I don’t know why, but when other people in the financial industry do poorly, I get all happy. Don’t panic. I’m not alone in this shameful display of schadenfreude; everyone in the business wishes doom upon his competition. The only person “The Fly” roots for is Howard. I’d like to see Howard make 200% for the next 10 years, raise 50 billion dollars, then fart on live television, following a Larry Kudlow question.
Anyway, as you know, with the commodity tap out, many funds are rumored to be folding tent, including Cramer’s favorite: Atticus Capital.
With 13 billion under management, an Atticus failure would definitely cause ripples. The question is: are they done?
You decide:
Here is their most recent reported holdings, in order:
Union Pacific Corporation [[UNP]]
Burlington Northern Santa Fe Corporation [[BNI]]
ConocoPhillips [[COP]]
MasterCard Incorporated [[MA]]
NYSE Euronext [[NYX]]
Occidental Petroleum Corporation [[OXY]]
Freeport-McMoRan Copper & Gold Inc. [[FCX]]
Crown Castle International Corp. [[CCI]]
Baidu.com, Inc. (ADR) [[BIDU]]
Norfolk Southern Corp. [[NSC]]
Peabody Energy Corporation [[BTU]]
Canadian Natural Resource Ltd (USA) [[CNQ]]
The Boeing Company [[BA]]
Praxair, Inc. [[PX]]
Focus Media Holding Limited (ADR) [[FMCN]]

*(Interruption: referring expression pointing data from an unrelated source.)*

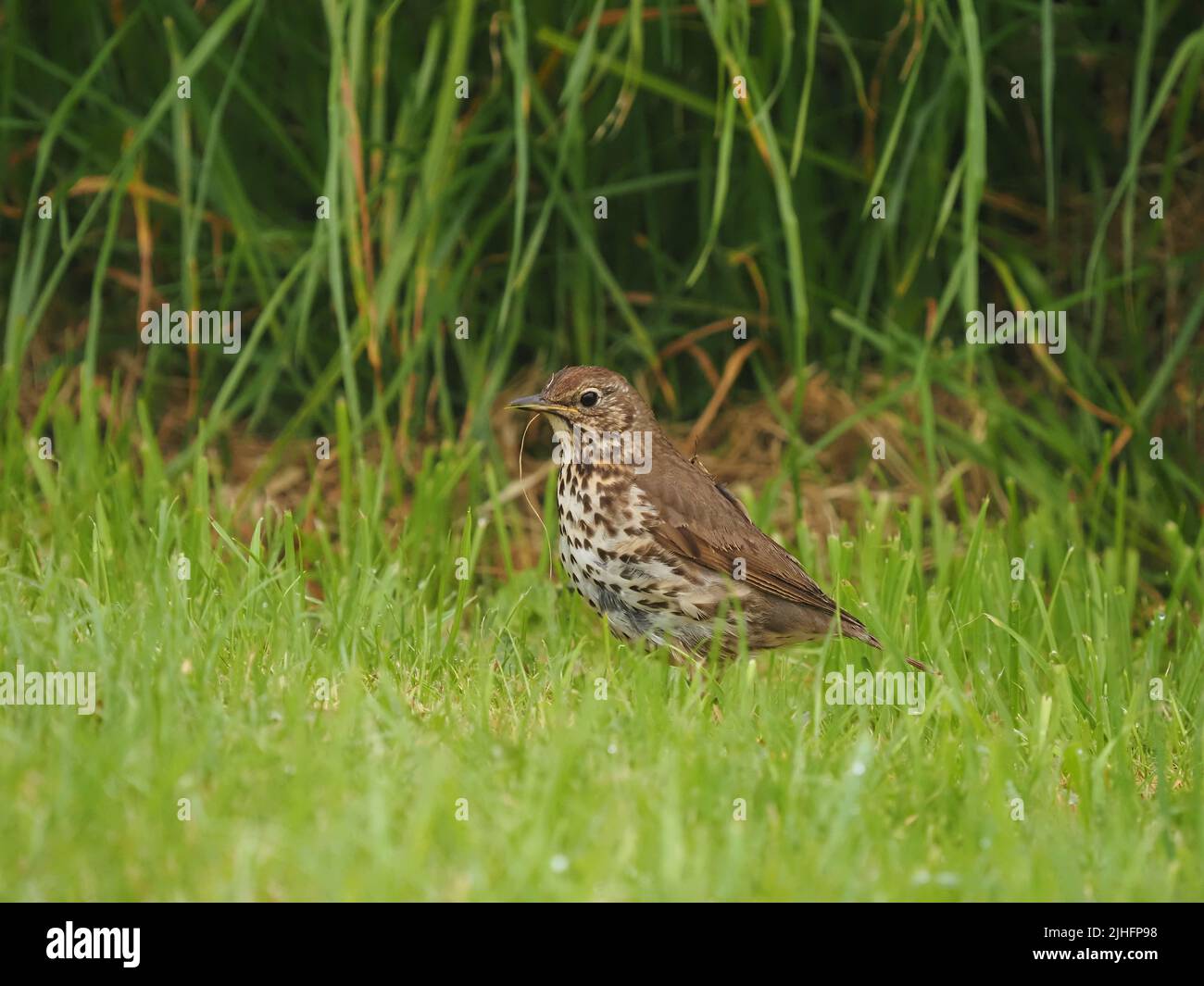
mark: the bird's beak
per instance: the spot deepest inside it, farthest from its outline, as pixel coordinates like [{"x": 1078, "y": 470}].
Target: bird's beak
[{"x": 537, "y": 404}]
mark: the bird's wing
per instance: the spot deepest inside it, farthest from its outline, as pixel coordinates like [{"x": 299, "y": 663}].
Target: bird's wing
[{"x": 703, "y": 523}]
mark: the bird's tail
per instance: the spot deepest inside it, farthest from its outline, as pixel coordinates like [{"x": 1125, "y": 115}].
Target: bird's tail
[{"x": 850, "y": 626}]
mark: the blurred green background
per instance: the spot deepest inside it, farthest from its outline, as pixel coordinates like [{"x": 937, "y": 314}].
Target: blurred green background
[{"x": 462, "y": 149}]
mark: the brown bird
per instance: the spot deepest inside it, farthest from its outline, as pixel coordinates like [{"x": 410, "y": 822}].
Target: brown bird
[{"x": 654, "y": 543}]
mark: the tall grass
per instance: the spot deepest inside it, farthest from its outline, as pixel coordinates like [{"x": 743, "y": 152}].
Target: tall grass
[{"x": 483, "y": 208}]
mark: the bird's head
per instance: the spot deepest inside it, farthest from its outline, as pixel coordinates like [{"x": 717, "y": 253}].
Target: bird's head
[{"x": 593, "y": 399}]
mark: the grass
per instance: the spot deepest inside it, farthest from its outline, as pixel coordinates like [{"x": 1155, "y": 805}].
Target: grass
[
  {"x": 489, "y": 689},
  {"x": 1058, "y": 756}
]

Genomic Health, Inc. [[GHDX]]
In other news, U.S. Treasury default swaps hit a record today, thanks to the Fannie/Freddie bailout.
Contracts on U.S. government debt increased 3.5 basis points to a record 18, up from 6 basis points in April, according to CMA Datavision prices for five-year credit-default swaps at 5 p.m. in London. Credit-default swaps on German government bonds cost 8 basis points and Japanese bonds 16.5 basis points.
So, contrary to what all of the dollar circle jerkers are saying, the U.S. is not better off than Europe, when it comes to possible insolvency. In other words, in order to insure yourself against the U.S. Government defaulting on their obligations, you now have to pay through the nose.